APPLAUSI A SCENA VUOTA
Un uomo in scena. Un uomo in platea. In mezzo il medesimo mondo pensato da due punti di vista diversi.
Cosa prova un attore in scena? Quale magico fluido o meglio gioco si insatura tra l’attore e gli spettatori? E se poi la storia è una deriva di vita?
Description
Il palcoscenico è deserto. Il grido echeggia da dietro le quinte. Il pubblico in sala a poco a poco si zittisce. Un uomo con gli occhiali, di bassa statura e di corporatura esile, piomba sul palco da una porta laterale.
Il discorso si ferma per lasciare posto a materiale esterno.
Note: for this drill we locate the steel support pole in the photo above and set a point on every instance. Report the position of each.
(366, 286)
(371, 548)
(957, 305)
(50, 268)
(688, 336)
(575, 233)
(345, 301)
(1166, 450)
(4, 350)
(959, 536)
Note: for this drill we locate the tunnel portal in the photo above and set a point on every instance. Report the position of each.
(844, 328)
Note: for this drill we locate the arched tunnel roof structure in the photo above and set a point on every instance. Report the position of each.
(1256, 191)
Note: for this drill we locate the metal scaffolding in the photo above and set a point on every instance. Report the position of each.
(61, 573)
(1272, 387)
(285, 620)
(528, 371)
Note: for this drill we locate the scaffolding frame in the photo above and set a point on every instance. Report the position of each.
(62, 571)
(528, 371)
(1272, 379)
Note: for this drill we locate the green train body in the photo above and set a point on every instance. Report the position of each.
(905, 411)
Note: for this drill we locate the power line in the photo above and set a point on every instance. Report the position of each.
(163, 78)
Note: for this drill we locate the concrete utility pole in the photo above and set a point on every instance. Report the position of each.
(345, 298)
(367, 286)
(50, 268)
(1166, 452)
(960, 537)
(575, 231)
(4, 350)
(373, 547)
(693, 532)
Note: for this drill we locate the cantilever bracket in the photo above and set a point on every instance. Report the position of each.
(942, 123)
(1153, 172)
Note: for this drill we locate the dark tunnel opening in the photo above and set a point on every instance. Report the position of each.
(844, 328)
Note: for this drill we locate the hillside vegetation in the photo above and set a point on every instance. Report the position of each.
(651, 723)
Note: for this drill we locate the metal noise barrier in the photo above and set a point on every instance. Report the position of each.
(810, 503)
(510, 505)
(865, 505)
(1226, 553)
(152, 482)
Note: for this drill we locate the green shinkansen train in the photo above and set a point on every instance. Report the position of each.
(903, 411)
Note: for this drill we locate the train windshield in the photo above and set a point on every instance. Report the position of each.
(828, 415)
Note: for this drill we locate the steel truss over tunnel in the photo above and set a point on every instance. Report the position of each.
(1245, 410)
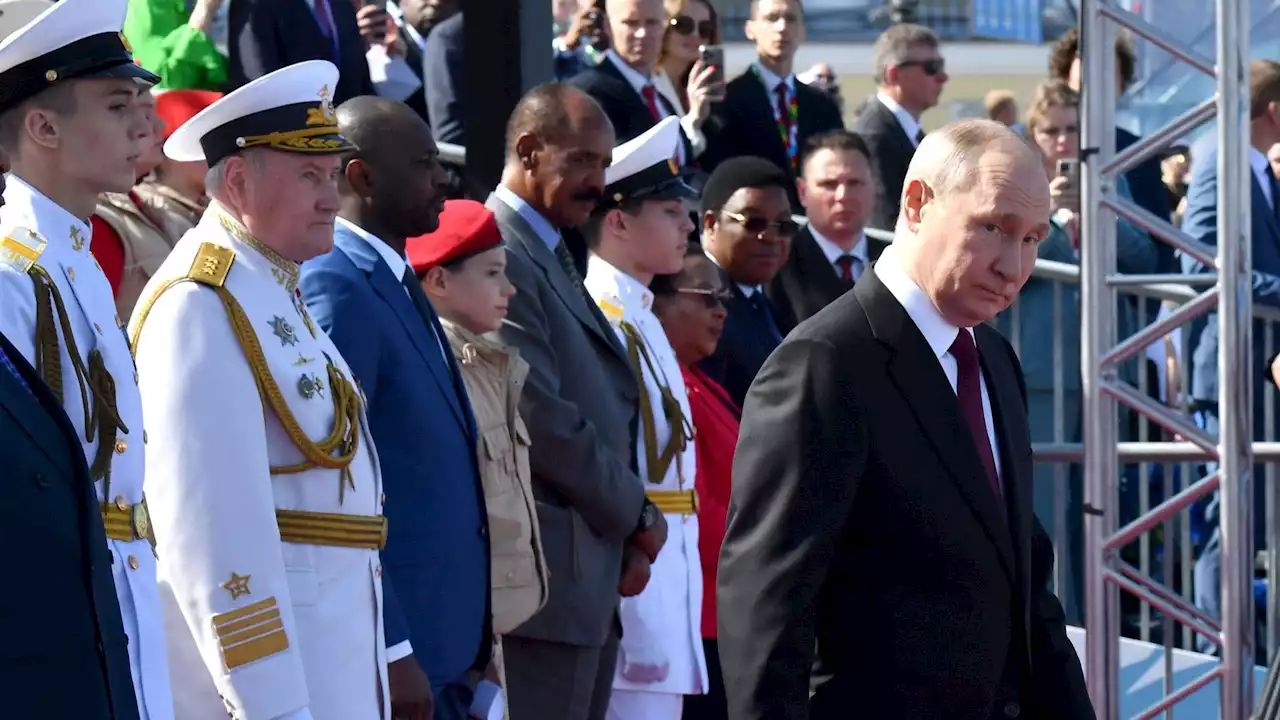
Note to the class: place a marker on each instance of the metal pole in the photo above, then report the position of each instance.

Signore e signori un bell’applauso per Dova’le G.! C’è qualcosa di strano nella serata. Tra le sedie c’è un intruso, trascinato fino a quella cittadina poco raccomandabile da una telefonata inattesa: è l’onorevole giudice Avishai Lazar, amico d’infanzia di Dova’le. Deve giudicare la vita intera di quello che, lo ricorda solo ora, era un ragazzino macilento e incredibilmente vivace, con l’abitudine stramba di camminare sulle mani. Dova’le sul palco si mette a nudo, e imprigiona la sala nella terribile tentazione di sbirciare nell’inferno di qualcun altro. Nella storia di un bambino che camminava a testa in giù e da quella posizione riusciva ad affrontare il mondo. Un ragazzino che al campeggio paramilitare viene raggiunto dalla notizia della morte di un genitore e deve partire per arrivare in tempo al funerale. Ma chi è morto? Nessuno ha avuto il coraggio di dirglielo, o forse lui non ha compreso. Il giovane Dova’le ha un viaggio intero nel deserto per torturarsi con l’angoscia di un calcolo oscuro che gli avvelena la testa. Mio padre o mia madre? Ora eccolo, quel ragazzino, ancora impigliato nell’estremo tentativo di venire a capo di quella giornata lontana, ancora incapace di camminare dritto.